The tokenizer class you load from this checkpoint is 'DPRQuestionEncoderTokenizer'. 
The class this function is called from is 'DPRContextEncoderTokenizer'.
Some weights of the model checkpoint at facebook/dpr-ctx_encoder-single-nq-base were not used when initializing DPRContextEncoder: ['ctx_encoder.bert_model.pooler.dense.bias', 'ctx_encoder.bert_model.pooler.dense.weight']
- This IS expected if you are initializing DPRContextEncoder from the checkpoint of a model trained on another task or with another architecture (e.g. initializing a BertForSequenceClassification model from a BertForPreTraining model).
- This IS NOT expected if you are initializing DPRContextEncoder from the checkpoint of a model that you expect to be exactly identical (initializing a BertForSequenceClassification model from a BertForSequenceClassification mod

FAISS index built with 5 vectors


In [12]:
from transformers import DPRQuestionEncoder, DPRQuestionEncoderTokenizer

question_encoder = DPRQuestionEncoder.from_pretrained("facebook/dpr-question_encoder-single-nq-base")
question_tokenizer = DPRQuestionEncoderTokenizer.from_pretrained("facebook/dpr-question_encoder-single-nq-base")
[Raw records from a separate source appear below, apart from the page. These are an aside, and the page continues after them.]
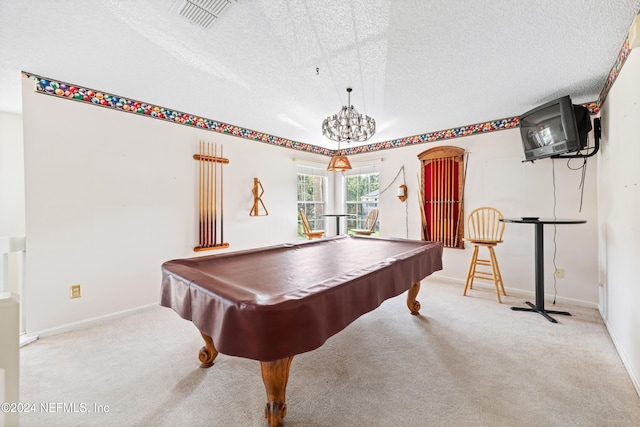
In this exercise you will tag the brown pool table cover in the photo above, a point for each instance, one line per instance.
(270, 303)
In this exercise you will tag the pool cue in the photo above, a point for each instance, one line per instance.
(206, 195)
(221, 199)
(431, 207)
(215, 195)
(200, 201)
(450, 185)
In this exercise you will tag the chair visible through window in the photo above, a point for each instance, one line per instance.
(485, 229)
(306, 227)
(369, 224)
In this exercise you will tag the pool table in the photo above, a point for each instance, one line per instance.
(289, 299)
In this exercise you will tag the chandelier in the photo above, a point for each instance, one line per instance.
(348, 125)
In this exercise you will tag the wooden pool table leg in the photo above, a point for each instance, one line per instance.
(275, 375)
(412, 302)
(208, 353)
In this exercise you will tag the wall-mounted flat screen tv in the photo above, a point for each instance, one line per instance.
(551, 129)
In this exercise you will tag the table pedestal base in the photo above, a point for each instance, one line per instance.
(541, 311)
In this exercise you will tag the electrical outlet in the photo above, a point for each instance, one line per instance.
(75, 291)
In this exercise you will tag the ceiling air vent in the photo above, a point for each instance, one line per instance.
(201, 12)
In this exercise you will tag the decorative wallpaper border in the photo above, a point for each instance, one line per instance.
(47, 86)
(615, 71)
(65, 90)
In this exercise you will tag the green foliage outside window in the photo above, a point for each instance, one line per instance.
(363, 192)
(311, 200)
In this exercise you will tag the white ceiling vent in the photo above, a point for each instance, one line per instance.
(201, 12)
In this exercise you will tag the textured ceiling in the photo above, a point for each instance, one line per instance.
(282, 66)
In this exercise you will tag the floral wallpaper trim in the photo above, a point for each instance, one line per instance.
(615, 72)
(64, 90)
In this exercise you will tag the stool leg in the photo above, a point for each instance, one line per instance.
(495, 259)
(472, 271)
(495, 272)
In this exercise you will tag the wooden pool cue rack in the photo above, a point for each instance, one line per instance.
(210, 197)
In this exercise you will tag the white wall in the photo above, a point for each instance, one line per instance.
(497, 177)
(111, 195)
(11, 175)
(619, 196)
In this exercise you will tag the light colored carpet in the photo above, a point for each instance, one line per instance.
(465, 361)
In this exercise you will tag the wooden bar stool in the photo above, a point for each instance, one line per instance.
(485, 229)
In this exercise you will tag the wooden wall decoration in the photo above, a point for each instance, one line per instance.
(258, 191)
(442, 191)
(210, 197)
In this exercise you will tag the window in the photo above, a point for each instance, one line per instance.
(442, 192)
(362, 195)
(311, 198)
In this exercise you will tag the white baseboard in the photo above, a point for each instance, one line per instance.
(92, 322)
(521, 292)
(625, 361)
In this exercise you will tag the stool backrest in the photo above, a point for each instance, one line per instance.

def retrieve_documents(question, k=3):
    inputs = question_tokenizer(question, return_tensors="pt")
    with torch.no_grad():
        question_emb = question_encoder(**inputs).pooler_output.cpu().numpy()
    distances, indices = index.search(question_emb, k)
    return [corpus[i] for i in indices[0]]


Some weights of the model checkpoint at facebook/dpr-question_encoder-single-nq-base were not used when initializing DPRQuestionEncoder: ['question_encoder.bert_model.pooler.dense.bias', 'question_encoder.bert_model.pooler.dense.weight']
- This IS expected if you are initializing DPRQuestionEncoder from the checkpoint of a model trained on another task or with another architecture (e.g. initializing a BertForSequenceClassification model from a BertForPreTraining model).
- This IS NOT expected if you are initializing DPRQuestionEncoder from the checkpoint of a model that you expect to be exactly identical (initializing a BertForSequenceClassification model from a BertForSequenceClassification model).


In [13]:

question = "Who discovered gravity?"
top_docs = retrieve_documents(question)
for i, doc in enumerate(top_docs):
    print(f"[Doc {i+1}]:", doc[:200], "\n")

[Doc 1]: Isaac Newton formulated the laws of motion and universal gravitation. 

[Doc 2]: Python is a popular programming language used in AI and web development. 

[Doc 3]: Mahatma Gandhi led India to independence through non-violent resistance. 



In [15]:
from transformers import BartTokenizer, BartForConditionalGeneration

bart_tokenizer = BartTokenizer.from_pretrained("facebook/bart-large")
bart_model = BartForConditionalGeneration.from_pretrained("facebook/bart-large")

def generate_answer(question, documents):
    inputs = [question + " </s> " + doc for doc in documents]
    input_text = " </s> ".join(inputs)
    input_tokens = bart_tokenizer([input_text], return_tensors="pt", truncation=True, padding=True, max_length=1024)

    with torch.no_grad():
        outputs = bart_model.generate(**input_tokens, max_length=100, num_beams=4, early_stopping=True)

    return bart_tokenizer.decode(outputs[0], skip_special_tokens=True)


In [17]:
answer = generate_answer(question, top_docs)
print("\n Final Answer:\n", answer)


 Final Answer:
 Who discovered gravity?  Isaac Newton formulated the laws of motion and universal gravitation.  Who invented the computer?